Speaker
Description
Rhenium bis-arenes can be obtained by heating the corresponding potassium perrhenate (KReO$_4$) salt with an arene as a solvent and in the presence of aluminum chloride (AlCl$_3$) and zinc. Variations of this method, originally proposed by Fischer and Hafner, demonstrated that, in some cases, the reaction occurs without using Zn as a reductive agent, but also, that the presence of the Lewis acid is essential. The aim of this work is to study the interactions of AlCl$_3$ with benzene, as well as the reactivity of the system formed afterwards, in order to understand its role in the reaction pathway. Calculations at DFT/M06-2X and MP2 levels using 6-311G(2df,2pd) depicted that the association between AlCl$_3$ and benzene leads to the formation of a charge transfer adduct where the AlCl$_3$ is placed over one of the carbons of benzene. The charge is transfered from the aromatic $\pi$ system to the Al atom.

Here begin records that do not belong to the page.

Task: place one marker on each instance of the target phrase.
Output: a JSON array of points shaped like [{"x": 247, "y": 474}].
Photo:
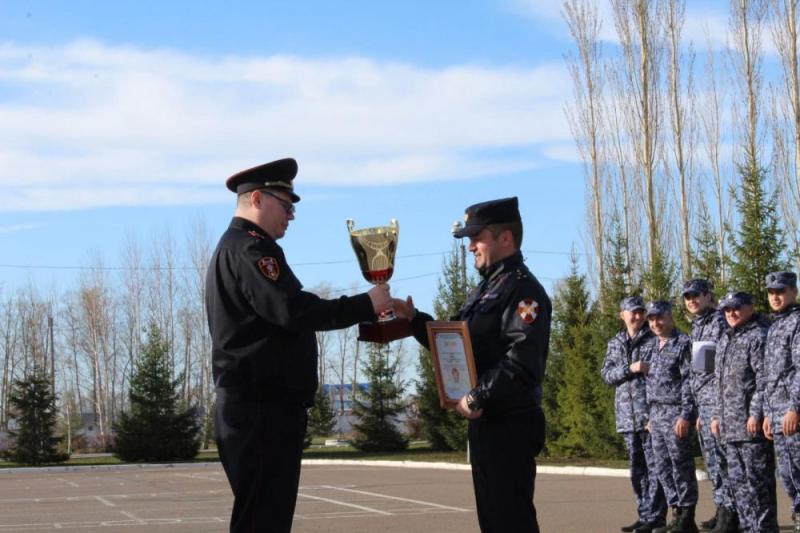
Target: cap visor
[{"x": 468, "y": 231}]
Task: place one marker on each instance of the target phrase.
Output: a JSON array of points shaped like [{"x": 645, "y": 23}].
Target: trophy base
[{"x": 383, "y": 332}]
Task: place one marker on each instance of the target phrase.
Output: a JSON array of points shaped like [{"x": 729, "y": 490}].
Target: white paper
[
  {"x": 453, "y": 364},
  {"x": 703, "y": 354}
]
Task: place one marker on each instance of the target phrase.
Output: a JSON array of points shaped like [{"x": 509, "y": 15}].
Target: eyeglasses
[{"x": 287, "y": 206}]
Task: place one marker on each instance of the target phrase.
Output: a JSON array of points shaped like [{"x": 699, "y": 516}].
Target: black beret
[
  {"x": 699, "y": 286},
  {"x": 478, "y": 216},
  {"x": 734, "y": 300},
  {"x": 658, "y": 307},
  {"x": 275, "y": 175},
  {"x": 781, "y": 280},
  {"x": 631, "y": 303}
]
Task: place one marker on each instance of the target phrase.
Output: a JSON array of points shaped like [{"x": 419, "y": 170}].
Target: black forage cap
[
  {"x": 734, "y": 300},
  {"x": 478, "y": 216},
  {"x": 278, "y": 175}
]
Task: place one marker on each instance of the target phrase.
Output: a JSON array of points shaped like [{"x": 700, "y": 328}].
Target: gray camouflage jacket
[
  {"x": 781, "y": 365},
  {"x": 630, "y": 399},
  {"x": 706, "y": 327},
  {"x": 669, "y": 380},
  {"x": 740, "y": 377}
]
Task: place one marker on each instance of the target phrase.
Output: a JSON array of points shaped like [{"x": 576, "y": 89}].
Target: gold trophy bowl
[{"x": 375, "y": 249}]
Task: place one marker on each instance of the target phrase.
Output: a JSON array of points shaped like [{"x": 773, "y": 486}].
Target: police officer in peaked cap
[
  {"x": 508, "y": 315},
  {"x": 264, "y": 350}
]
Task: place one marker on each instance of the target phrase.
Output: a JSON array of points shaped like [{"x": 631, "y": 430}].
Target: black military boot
[
  {"x": 711, "y": 522},
  {"x": 727, "y": 521},
  {"x": 632, "y": 527},
  {"x": 676, "y": 516},
  {"x": 650, "y": 527},
  {"x": 686, "y": 522}
]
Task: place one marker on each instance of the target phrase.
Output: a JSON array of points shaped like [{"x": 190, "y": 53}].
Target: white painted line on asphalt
[
  {"x": 104, "y": 501},
  {"x": 346, "y": 504},
  {"x": 133, "y": 517},
  {"x": 196, "y": 476},
  {"x": 386, "y": 496}
]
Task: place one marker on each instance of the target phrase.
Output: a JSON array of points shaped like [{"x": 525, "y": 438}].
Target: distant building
[{"x": 341, "y": 398}]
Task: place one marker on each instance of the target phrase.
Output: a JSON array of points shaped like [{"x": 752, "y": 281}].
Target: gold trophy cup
[{"x": 375, "y": 249}]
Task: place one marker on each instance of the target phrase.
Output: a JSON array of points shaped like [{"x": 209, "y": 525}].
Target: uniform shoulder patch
[
  {"x": 528, "y": 310},
  {"x": 269, "y": 267}
]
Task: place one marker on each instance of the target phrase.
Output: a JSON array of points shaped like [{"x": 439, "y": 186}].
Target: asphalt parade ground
[{"x": 332, "y": 498}]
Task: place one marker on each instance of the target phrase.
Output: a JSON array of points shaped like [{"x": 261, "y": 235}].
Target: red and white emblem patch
[
  {"x": 528, "y": 310},
  {"x": 269, "y": 267}
]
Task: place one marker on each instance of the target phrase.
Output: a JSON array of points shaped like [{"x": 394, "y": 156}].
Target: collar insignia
[
  {"x": 528, "y": 310},
  {"x": 269, "y": 267}
]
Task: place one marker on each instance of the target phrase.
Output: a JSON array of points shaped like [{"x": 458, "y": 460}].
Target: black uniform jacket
[
  {"x": 508, "y": 315},
  {"x": 262, "y": 323}
]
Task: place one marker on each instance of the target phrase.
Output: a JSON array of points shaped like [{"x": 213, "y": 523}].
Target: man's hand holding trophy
[{"x": 375, "y": 250}]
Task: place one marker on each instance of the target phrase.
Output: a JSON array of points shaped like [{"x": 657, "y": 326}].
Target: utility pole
[{"x": 456, "y": 227}]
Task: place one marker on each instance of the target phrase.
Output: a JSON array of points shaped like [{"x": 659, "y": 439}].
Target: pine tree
[
  {"x": 34, "y": 407},
  {"x": 659, "y": 277},
  {"x": 443, "y": 428},
  {"x": 757, "y": 243},
  {"x": 321, "y": 417},
  {"x": 707, "y": 261},
  {"x": 155, "y": 428},
  {"x": 581, "y": 395},
  {"x": 376, "y": 414},
  {"x": 620, "y": 283}
]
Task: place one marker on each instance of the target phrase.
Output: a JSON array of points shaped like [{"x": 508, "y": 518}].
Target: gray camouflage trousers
[
  {"x": 788, "y": 451},
  {"x": 751, "y": 481},
  {"x": 713, "y": 455},
  {"x": 673, "y": 457},
  {"x": 650, "y": 502}
]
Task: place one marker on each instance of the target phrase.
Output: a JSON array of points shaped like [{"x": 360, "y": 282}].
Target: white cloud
[
  {"x": 14, "y": 228},
  {"x": 159, "y": 126}
]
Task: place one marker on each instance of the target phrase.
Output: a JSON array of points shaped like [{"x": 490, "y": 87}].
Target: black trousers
[
  {"x": 260, "y": 443},
  {"x": 502, "y": 452}
]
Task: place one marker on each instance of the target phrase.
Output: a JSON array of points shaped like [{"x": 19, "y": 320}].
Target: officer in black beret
[
  {"x": 264, "y": 350},
  {"x": 508, "y": 316}
]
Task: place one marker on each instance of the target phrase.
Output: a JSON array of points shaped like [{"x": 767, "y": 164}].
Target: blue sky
[{"x": 125, "y": 118}]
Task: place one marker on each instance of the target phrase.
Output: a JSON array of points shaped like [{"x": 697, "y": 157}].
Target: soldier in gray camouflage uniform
[
  {"x": 738, "y": 417},
  {"x": 708, "y": 324},
  {"x": 669, "y": 395},
  {"x": 782, "y": 383},
  {"x": 625, "y": 366}
]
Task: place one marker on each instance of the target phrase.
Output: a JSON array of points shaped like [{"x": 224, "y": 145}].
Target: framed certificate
[{"x": 453, "y": 362}]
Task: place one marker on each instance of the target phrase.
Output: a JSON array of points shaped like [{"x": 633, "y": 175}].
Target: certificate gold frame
[{"x": 453, "y": 362}]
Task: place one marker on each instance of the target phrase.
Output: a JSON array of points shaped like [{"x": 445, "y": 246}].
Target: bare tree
[
  {"x": 96, "y": 309},
  {"x": 585, "y": 112},
  {"x": 710, "y": 118},
  {"x": 641, "y": 42},
  {"x": 680, "y": 92},
  {"x": 786, "y": 119},
  {"x": 747, "y": 19}
]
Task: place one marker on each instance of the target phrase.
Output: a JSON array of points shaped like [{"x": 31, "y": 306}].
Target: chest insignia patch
[
  {"x": 528, "y": 310},
  {"x": 269, "y": 267}
]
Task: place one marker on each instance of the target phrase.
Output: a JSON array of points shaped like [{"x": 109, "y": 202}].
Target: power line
[{"x": 190, "y": 268}]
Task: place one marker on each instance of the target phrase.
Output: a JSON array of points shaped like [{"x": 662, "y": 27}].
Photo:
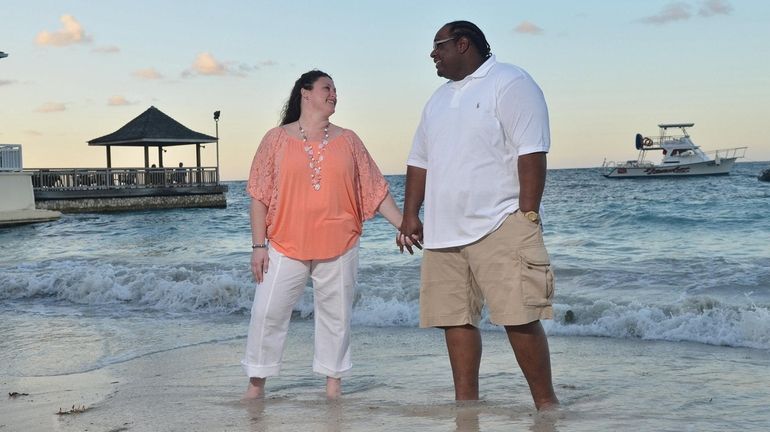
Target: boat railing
[
  {"x": 120, "y": 178},
  {"x": 10, "y": 157},
  {"x": 731, "y": 153}
]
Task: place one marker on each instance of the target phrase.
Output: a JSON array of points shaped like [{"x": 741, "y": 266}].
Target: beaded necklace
[{"x": 315, "y": 162}]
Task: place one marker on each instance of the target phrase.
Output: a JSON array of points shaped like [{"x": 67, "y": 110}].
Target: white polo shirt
[{"x": 469, "y": 140}]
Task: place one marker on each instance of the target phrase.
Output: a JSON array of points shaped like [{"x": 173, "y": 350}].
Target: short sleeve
[
  {"x": 418, "y": 156},
  {"x": 262, "y": 176},
  {"x": 524, "y": 115},
  {"x": 371, "y": 184}
]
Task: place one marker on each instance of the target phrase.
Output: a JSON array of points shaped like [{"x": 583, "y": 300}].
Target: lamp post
[{"x": 216, "y": 126}]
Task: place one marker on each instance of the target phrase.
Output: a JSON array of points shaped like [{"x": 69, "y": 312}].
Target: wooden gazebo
[{"x": 153, "y": 128}]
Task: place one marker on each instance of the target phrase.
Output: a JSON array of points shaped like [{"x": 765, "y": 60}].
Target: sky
[{"x": 78, "y": 70}]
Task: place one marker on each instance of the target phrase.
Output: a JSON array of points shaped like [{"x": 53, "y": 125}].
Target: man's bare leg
[
  {"x": 256, "y": 388},
  {"x": 530, "y": 345},
  {"x": 464, "y": 346},
  {"x": 333, "y": 387}
]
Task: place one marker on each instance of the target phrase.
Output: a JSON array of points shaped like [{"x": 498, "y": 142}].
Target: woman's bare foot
[
  {"x": 333, "y": 387},
  {"x": 256, "y": 389}
]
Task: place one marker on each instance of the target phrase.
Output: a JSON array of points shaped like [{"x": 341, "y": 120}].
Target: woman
[{"x": 312, "y": 185}]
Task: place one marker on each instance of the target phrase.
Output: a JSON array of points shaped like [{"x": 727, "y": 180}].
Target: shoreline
[{"x": 401, "y": 381}]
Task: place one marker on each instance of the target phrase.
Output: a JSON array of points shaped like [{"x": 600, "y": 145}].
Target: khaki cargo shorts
[{"x": 509, "y": 268}]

The analysis of this complex through local reactivity descriptors allowed locating the areas of the benzene's $\pi$ system more susceptible to react with the Rhenium via electrophilic attack. Meta and orto positions are particularly reactive to that class of attack. Therefore, the initial association with rhenium should occur in these sites. Thus, results show that the formation of the AlCl$_3$-benzene adduct could be an important intermediate in the formation of [Re($\eta^6$-benzene)$_2$]$^+$ complex.